Patient Characteristics

Table 2 details the baseline patient characteristics for the 73 patients in BIOCRT with simultaneous CS and PV bloods drawn during CRT implantation. These study participants are predominantly older men, with multiple co-morbidities such as diabetes and hypertension. Over half had ischemic cardiomyopathy, left bundle branch block (LBBB), and a prior device (either pacemaker or defibrillator). The majority of subjects were NYHA Class III and were treated with multiple HF medications typical for usual HF care.

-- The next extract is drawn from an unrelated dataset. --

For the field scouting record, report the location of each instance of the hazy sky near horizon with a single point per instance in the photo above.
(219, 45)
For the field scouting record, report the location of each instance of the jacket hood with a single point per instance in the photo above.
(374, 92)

Notably, mean QRS duration was 168 ms and EF was 27%.

Table 2.

Baseline characteristics of study participants.

Patient characteristics
Demographics
 Age, years 68±12
 Male 61(84%)
 BMI, kg/m2 28.8±6.1
 Diabetes 25(34%)
 Hypertension 54(74%)
 Ischemic cardiomyopathy 39(53%)
 History of atrial fibrillation 34(47%)
 Device 38(52%)
  PPM 15(21%)
  ICD 26(36%)
 NYHA
  I 0(0%)
  II 9(12%)
  III 61(84%)
  IV 3(4%)
Medications
 ACEI/ARB 57(78%)
 BB 64(88%)
 Spironolactone 16(22%)
 Diuretics 55(75%)
ECG parameters
 QRS duration, ms 168±27
 LBBB 39(53%)
 Paced rhythm 16(22%)
Echocardiography parameters
 LVEF 27±7%
 LV dimensions, mm
  End-diastole (EDD) 62±9
  End-systole (ESD) 53±10
 LV volumes, cm3
  End-diastole (EDV) 226±73
  End-systole (ESV) 163±60
Laboratory and Biomarker Results
 Cr, mg/dL 1.3±0.4
 eGFR, (mL/min/1.73 m2) 61.0 20.6
 NT-proBNP, pg/mL
  CS 1938[761,3353]
  PV 1512[693,2786]
  Transcardiac gradient ( CS-PV) 237[38,555]
  Transcardiac ratio (CS/PV) 1.2[1.1,1.4]
 gal-3, ng/ml
  CS 16.7[12.5,21.0]
  PV 18.1[14.0,23.0]
  Transcardiac gradient ( CS-PV) −1.5[−3.9,0.5]
  Transcardiac ratio (CS/PV) 0.9[0.8,1.0]
 sST2, ng/mL
  CS 36.7[24.8,58.8]
  PV 41.9[29.4,58.7]
  Transcardiac gradient (CS-PV) −4.2 −9.9,1.3]
  Transcardiac ratio (CS/PV) 0.9[0.8,1.0]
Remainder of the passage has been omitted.